The Botswana Stock Exchange Deputy Chief Executive Officer, Thapelo Tsheole, says that the retail participation of citizens on the local bourse was at 8.7 percent of total value of trading while that of foreigners is only 2.2 percent of total trading in 2013. Of the total 10.9 percent of total retail trading on the BSE, 80 percent is that of citizens.
Tsheole attributes this level of participation to the development of investor-friendly products as well as an education campaign that has reached the farthest corners of the country.

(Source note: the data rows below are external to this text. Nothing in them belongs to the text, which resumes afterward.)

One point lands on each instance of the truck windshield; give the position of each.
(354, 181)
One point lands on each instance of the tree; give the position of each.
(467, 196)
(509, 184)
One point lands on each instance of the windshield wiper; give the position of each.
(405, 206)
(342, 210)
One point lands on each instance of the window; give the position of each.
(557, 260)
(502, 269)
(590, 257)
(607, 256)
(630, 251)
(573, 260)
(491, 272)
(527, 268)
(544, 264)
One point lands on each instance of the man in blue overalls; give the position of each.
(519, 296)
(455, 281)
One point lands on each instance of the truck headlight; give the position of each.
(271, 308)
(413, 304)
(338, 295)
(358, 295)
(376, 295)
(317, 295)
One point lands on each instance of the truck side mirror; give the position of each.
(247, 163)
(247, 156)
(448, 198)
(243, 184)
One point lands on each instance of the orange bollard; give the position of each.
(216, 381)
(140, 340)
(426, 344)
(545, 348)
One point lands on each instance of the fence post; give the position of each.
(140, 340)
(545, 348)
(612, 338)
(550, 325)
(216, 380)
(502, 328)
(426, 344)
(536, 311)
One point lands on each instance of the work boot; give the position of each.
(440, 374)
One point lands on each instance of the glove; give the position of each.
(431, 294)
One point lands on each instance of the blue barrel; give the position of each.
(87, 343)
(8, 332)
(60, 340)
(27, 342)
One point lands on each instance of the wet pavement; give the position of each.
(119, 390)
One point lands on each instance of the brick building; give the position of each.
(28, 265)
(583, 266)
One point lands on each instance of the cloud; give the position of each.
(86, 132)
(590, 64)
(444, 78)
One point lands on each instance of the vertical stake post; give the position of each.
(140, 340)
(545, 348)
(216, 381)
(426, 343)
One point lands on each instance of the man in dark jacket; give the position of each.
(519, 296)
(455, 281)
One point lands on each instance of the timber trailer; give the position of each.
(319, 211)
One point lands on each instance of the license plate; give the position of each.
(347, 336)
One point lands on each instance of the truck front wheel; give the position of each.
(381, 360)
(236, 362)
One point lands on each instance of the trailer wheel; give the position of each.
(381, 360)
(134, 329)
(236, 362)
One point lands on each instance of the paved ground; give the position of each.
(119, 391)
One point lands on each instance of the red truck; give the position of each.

Citing an example of the former, Tsheole says that while in the past one had to buy 100 shares/ETF units (which was unaffordable for some), nowadays that number has been reduced to just one unit.
The education campaign has also sought to align the workings of the BSE with cultural life of the Batswana, in particular saving and cattle rearing. It has also helped, Tsheole adds, that some of the educational material that the stock exchange has developed, have been translated into Setswana.
As an indication that the Botswana bourse continues to grow by leaps and bounds, Tsheole says that in 2008, retail participation as a percentage of total BSE activity stood at 3 percent and shot up to 8.7 percent in 2012/13 and fluctuating between 8percent to 15 percent in the past two years.
“This is not bad compared to major African stock exchanges like Nigeria’s and the JSE,” he says, referring, by the latter, to South Africa’s Johannesburg Stock Exchange. According to Tsheole, retail participation on the JSE is 10 percent while Nigeria’s is 5 percent.
“We are not doing badly when you compare today’s figures to those of 2008. In terms of the value and volume of trade we are doing quite well,” he says.